Are people in denial?  Do they really think that the winter is going to be just another season?  Why isn’t there much more outrage at the threat of heat/food/accommodation poverty that IS going to take out a chunk of the population not only in the UK but also here in Catalonia?

     It is easy in an affluent seaside resort like one in which I live to see little evidence of deprivation.  The shops are open and seem to be doing well, people are coming in their drove to the beaches and exclusive new development along part of the beachfront is full steam ahead.

     And I suppose that is part of the point.  If you have money then much of the hand to mouth poverty is going to pass you by. 

     Am I going to stop plonking my bum on my expensive opera seat for the next season?  No.  Not yet. 

     But do I notice that even casual spends in the supermarket now always seem to be 100 euros and above? 

     Yes.  50 euros used to be enough to fill my tank, now it comes nowhere near.     My rent will be increased by the cost of living rise in percentage terms; my income will not.  If I wish to continue my present standard of living, then my pension will have to be augmented by dipping into my savings.  I tell myself, that savings are there to be used not to be mindlessly horded – as if I have ever had wallet that didn’t have scorch marks on it from the money burning its way through!

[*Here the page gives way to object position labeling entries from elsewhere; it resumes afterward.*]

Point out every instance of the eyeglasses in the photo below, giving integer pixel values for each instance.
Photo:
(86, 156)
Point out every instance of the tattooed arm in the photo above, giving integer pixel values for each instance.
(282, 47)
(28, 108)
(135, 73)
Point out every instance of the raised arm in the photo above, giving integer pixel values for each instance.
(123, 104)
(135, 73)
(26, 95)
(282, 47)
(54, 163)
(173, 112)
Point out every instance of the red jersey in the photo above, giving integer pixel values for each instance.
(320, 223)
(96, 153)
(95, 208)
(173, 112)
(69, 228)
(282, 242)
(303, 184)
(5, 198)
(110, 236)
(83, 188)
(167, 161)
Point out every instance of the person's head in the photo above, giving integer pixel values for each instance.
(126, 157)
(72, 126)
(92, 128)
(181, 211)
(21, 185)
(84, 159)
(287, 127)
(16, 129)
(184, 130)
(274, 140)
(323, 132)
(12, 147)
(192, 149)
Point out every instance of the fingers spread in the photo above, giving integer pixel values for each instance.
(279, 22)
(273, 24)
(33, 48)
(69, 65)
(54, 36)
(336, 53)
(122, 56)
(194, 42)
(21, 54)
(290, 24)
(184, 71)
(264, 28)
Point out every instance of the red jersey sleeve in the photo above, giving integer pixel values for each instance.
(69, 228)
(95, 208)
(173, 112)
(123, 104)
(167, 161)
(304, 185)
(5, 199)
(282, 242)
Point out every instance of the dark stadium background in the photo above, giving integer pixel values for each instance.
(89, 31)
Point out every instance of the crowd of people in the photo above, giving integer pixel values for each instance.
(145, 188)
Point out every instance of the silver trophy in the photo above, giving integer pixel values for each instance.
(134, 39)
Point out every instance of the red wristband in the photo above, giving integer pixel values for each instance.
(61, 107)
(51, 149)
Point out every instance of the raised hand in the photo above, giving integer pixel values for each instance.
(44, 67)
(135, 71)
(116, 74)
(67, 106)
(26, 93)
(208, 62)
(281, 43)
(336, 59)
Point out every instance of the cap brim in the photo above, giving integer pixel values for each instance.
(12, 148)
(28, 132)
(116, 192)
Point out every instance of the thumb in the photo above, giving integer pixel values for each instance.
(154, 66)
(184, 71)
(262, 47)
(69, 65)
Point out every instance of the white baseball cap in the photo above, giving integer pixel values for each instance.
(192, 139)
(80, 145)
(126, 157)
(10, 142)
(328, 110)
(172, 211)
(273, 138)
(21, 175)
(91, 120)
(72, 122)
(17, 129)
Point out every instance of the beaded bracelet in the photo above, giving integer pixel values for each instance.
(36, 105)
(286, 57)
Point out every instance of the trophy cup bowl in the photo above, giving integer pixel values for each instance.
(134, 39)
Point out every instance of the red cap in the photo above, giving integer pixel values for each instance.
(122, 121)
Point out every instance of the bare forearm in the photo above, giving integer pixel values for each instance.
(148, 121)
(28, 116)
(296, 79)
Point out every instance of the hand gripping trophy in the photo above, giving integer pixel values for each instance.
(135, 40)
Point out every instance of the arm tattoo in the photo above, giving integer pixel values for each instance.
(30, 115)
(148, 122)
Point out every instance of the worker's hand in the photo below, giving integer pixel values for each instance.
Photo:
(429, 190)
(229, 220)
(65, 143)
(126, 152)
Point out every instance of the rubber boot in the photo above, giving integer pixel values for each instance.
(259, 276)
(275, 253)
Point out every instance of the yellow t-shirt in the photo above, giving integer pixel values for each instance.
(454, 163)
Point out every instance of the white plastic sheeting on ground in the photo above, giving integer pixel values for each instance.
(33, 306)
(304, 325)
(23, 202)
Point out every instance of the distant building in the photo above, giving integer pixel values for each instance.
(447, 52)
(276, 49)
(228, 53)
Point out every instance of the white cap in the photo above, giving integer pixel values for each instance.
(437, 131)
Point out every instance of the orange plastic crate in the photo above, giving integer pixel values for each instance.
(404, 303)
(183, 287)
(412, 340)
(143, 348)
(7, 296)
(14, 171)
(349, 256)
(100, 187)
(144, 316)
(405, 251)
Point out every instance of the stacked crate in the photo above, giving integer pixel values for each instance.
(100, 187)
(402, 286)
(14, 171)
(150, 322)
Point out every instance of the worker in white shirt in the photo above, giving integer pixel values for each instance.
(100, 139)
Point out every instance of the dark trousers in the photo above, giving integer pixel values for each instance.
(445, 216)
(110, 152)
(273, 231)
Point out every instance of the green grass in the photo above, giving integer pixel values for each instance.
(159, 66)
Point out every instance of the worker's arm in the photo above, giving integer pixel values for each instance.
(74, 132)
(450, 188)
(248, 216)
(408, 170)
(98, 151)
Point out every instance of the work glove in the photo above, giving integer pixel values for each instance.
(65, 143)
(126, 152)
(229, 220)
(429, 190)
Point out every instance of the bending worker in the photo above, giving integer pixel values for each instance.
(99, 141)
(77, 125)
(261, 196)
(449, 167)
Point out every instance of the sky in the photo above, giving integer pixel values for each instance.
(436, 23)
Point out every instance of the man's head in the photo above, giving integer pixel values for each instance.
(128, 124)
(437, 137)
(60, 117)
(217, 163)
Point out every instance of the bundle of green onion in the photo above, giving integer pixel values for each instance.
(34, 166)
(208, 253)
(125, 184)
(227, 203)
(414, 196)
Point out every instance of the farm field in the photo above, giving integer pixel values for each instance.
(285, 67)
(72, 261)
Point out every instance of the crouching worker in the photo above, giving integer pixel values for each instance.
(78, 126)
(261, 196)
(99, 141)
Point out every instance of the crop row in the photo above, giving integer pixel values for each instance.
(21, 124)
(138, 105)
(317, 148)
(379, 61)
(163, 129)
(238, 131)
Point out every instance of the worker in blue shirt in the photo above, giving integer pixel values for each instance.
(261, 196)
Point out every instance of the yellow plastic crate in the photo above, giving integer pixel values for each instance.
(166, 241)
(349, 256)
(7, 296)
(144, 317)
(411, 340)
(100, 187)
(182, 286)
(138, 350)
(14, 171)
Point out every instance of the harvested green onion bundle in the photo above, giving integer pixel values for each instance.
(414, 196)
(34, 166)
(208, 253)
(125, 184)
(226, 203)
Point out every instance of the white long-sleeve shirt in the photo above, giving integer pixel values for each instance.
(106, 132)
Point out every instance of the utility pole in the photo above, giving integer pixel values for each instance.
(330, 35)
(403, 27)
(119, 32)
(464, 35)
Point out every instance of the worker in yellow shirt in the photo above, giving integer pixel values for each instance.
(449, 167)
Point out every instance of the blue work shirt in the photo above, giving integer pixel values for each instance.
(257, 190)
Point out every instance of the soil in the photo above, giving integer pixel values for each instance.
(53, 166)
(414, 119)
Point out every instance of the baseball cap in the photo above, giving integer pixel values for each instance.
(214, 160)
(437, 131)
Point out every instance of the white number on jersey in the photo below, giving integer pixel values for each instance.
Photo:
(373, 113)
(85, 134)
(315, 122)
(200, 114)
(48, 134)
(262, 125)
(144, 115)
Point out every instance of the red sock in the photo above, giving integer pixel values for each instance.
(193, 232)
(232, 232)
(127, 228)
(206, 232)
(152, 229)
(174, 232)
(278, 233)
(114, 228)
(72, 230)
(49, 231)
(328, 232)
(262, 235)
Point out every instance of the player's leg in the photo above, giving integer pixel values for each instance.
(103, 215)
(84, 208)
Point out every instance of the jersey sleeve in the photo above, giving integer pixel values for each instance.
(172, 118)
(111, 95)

     I am by no means rich, but I also do not want to plead poverty.  I am aware of the increasing costs of everything and acutely aware of the diminution in the adequate provision of those social services that I have paid for throughout my life through taxes etc.

     My expectations (as a complacent Baby Boomer) are for my path through life to be relatively smooth (free education up to university level; job for life; pension; health care etc.) and I have little to complain about when I look back.  But the future is different.  Fixed income and rising costs are not good companions – and as I am reliant on my pension, government talking about the difficulties of maintaining the present levels of payment and then talk of different rates and speculation about not keeping to past rules are all things that concentrate the mind.

     The crisis of Covid was, while it was going on (and as long as you were careful, and lucky!) a fairly placid disaster.  Stuck at home, washing your hands like a fully conscious Lady Macbeth, finding ways to stay sane and waiting for things to get better.  The worry was not paying for things, but rather getting your hands on them.  It was almost as if time and the economy were in abeyance.  It was a period of waiting and hoping for something not to happen.

     That was then and this is now.  The idiocy of Brexit and its inevitable deleterious consequences; the catastrophe of the pointless invasion of Ukraine; the failure of normal politics; the lingering after-shock of Covid; the stuttering and virtual collapse of social services – a catalogue of horror and despair. 

     Yet the sun is shining and people are on the beach and in the cafes having a good time.  Because now, during the holidays, the summer holidays, is not the time to be thinking about the harsh realities that are going to hit, hard, in the autumn.

      In T S Eliot’s much quoted (and more often misquoted) “Human kind cannot bear very much reality” from The Four Quartets, he accurately summarises the tendency for us all to avoid those things that are difficult to take in or accept.  We like our dystopias and Armageddons to be narrative devices in stories or films rather than what’s going to happen in the next few months.

     We are going to have to bear it!